Managing Information Scale

A typical policy uses ~70 rules, but those are pulled from a library of 1,000+ variables. I had to design a workspace that felt lightweight for daily tasks while providing "surgical" access to the full data library. The challenge was hiding the 900+ points of "noise" without sacrificing the power of the tool.

Negotiating with engineering

I sat down with our lead engineers. I told them: "The generic template is a waste of time. We need to mirror the live database."

The Bottleneck

Manually mapping 1,000+ variables for every product would take months.

The Breakthrough

I proposed using an LLM (AI) Mapper. By using AI to "translate" the messy backend code into our UI, we could build a perfect mirror of any policy in seconds.

Three Part Design

1. The Mirror Environment (Testing Against the "Ground Truth")

To ensure Intent-Output Alignment, I designed a workspace that mirrors the live production policy. Users don't just look at the code; they interact with a live simulation.

The Workflow: A manager can input a specific value—for example, setting a FICO score to 500—to verify that the policy correctly triggers a "Denied" status.

The Value: This provides immediate, visual proof that the policy logic is behaving exactly as intended before it is deployed to real customers.

Mirror Environment Interface

MIRROR ENVIRONMENT INTERFACE

2. Multi-Persona Stress Testing (Solving for "The Ripple Effect")

Testing one person at a time isn't enough to prove a policy is safe. I designed a Batch Persona Engine that allows managers to run multiple "what-if" scenarios simultaneously.

The Design: Managers can create a library of diverse personas (e.g., a high-debt student, a retired veteran, a first-time flyer) and run them all against the mirrored policy with one click.

The Value: This allows the manager to see if a rule change intended for one group accidentally "breaks" the approval for another, catching logic conflicts at scale.

Batch Persona Engine

BATCH PERSONA ENGINE

3. Smart Sorting & AI "Shortcuts" (Solving for "Information Scale")

Navigating 1,000+ variables to find the one you want to "poke" is a major bottleneck. I implemented two design interventions to keep the workflow fast:

The "Recently Modified" Pinning: Any variable the manager edits is automatically moved to the top of the list. They no longer have to hunt for their "mock inputs"—their active workspace stays front and center.

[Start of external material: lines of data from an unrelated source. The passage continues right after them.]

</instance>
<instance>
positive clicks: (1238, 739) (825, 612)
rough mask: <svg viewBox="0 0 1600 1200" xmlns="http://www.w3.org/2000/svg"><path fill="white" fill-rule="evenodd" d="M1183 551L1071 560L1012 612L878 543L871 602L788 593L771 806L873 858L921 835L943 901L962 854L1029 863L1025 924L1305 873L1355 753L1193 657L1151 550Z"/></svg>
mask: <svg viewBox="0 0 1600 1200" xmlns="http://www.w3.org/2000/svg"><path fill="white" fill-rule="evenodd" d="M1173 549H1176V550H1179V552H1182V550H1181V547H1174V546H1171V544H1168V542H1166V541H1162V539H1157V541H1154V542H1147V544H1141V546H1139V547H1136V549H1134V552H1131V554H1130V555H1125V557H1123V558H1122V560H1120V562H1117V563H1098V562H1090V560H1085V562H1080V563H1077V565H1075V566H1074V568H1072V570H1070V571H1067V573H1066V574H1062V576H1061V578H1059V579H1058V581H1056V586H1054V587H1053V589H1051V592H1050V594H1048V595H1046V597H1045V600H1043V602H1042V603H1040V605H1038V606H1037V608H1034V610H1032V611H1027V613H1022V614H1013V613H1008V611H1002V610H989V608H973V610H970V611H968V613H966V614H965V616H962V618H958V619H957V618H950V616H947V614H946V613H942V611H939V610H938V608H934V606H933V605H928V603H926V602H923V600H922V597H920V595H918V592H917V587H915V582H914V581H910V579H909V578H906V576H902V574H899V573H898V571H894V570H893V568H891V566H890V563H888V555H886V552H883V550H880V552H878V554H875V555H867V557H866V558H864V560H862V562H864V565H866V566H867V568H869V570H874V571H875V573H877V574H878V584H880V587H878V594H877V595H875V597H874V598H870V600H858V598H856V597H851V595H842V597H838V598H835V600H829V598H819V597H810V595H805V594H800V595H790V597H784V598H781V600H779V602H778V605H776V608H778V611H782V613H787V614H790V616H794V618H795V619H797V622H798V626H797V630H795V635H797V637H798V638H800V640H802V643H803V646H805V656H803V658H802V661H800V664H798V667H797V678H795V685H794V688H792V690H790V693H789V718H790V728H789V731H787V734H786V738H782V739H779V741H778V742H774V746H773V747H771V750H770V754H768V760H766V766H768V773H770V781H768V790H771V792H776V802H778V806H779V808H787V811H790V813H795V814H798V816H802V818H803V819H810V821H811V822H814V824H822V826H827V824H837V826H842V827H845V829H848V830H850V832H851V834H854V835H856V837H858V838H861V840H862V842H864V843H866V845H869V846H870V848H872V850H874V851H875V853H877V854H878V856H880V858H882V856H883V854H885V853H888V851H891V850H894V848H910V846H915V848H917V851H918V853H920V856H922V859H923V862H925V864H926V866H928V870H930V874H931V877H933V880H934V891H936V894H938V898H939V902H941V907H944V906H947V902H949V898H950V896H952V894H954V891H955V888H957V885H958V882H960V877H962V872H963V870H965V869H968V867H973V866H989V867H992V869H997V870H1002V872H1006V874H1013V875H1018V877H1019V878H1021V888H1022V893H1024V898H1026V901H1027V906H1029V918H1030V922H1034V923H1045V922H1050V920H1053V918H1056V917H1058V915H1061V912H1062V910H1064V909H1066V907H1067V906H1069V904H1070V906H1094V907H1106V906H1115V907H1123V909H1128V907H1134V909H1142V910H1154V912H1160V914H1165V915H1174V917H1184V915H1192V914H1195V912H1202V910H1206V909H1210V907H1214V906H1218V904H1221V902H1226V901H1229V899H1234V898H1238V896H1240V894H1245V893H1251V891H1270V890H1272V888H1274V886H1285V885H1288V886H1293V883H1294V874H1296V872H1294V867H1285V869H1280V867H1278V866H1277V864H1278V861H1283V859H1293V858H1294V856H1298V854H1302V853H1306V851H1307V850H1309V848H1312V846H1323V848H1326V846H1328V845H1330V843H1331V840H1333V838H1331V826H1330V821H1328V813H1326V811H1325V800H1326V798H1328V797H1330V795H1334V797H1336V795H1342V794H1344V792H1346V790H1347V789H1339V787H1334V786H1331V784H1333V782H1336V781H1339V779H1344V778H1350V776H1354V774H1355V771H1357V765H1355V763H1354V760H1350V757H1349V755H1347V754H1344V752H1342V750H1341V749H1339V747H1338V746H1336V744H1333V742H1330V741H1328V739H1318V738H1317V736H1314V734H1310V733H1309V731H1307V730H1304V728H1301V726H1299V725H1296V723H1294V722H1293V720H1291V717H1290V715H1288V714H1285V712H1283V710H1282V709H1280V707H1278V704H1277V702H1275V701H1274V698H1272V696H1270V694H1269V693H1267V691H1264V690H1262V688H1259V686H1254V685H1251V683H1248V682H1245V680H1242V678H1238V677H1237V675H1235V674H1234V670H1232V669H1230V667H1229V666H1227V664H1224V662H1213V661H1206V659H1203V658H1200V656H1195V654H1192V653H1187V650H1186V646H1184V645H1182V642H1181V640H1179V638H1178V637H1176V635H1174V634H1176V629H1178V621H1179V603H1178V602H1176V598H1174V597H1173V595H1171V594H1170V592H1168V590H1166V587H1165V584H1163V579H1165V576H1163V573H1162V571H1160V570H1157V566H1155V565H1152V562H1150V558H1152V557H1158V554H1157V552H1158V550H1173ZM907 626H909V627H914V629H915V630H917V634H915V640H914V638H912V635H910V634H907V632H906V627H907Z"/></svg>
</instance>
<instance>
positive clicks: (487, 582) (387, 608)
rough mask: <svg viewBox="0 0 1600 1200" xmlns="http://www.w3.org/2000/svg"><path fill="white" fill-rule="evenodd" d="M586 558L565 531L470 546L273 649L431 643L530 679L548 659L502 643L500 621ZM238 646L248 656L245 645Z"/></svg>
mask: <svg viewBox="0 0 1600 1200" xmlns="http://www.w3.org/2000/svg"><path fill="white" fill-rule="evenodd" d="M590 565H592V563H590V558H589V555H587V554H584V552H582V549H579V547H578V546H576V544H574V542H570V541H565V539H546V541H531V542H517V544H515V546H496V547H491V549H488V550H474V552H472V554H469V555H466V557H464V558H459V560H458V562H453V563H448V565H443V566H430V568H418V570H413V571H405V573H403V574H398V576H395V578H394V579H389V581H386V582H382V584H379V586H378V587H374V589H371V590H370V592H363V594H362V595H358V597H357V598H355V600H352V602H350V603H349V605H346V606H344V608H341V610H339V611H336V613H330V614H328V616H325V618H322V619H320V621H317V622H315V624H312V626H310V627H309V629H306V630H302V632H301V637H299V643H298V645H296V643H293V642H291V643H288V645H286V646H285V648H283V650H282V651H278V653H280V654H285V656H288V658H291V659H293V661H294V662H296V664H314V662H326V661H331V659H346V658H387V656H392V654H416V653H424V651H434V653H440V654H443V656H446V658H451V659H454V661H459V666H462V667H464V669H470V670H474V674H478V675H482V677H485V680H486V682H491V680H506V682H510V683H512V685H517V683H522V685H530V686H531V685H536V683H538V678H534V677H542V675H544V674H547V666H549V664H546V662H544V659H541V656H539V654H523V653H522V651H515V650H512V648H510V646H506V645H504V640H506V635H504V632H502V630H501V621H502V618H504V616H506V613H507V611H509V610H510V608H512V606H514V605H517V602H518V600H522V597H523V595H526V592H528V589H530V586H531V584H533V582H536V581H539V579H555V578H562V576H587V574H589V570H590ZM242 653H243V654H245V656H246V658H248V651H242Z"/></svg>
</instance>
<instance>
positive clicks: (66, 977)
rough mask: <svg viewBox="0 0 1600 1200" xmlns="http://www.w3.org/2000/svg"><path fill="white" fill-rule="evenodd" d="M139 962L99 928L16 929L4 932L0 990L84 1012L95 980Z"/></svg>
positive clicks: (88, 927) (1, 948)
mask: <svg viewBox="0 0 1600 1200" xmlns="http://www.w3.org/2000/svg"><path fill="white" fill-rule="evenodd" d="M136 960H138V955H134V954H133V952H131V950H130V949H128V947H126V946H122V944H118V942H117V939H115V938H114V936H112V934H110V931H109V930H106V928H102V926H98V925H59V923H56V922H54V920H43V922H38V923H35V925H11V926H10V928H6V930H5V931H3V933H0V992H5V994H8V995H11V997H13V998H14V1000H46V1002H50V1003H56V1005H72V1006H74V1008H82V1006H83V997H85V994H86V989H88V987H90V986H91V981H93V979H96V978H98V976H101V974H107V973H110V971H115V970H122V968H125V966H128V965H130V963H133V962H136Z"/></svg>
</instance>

The AI Logic Agent: I integrated a natural language command bar. Instead of manually scrolling through 1,000 variables to find "Minimum Income Requirements," a manager can simply ask the AI to find it and change the value for them.

AI Command Bar & Smart Sorting

AI COMMAND BAR & SMART SORTING

From zero to hero

95% Reduction in Testing Cycles

Previously, a manager had to wait 14 days for QA and Engineering to write, run, and report back on a testing script. With the new Self-Service Suite, managers now perform the same verification in under 15 minutes.

Exponential Stress-Test Coverage

Before this tool, managers only had the bandwidth to test 3–5 "Happy Path" personas per policy. Now, they routinely run 100+ edge-case personas per simulation, identifying logic conflicts before they ever reach a customer.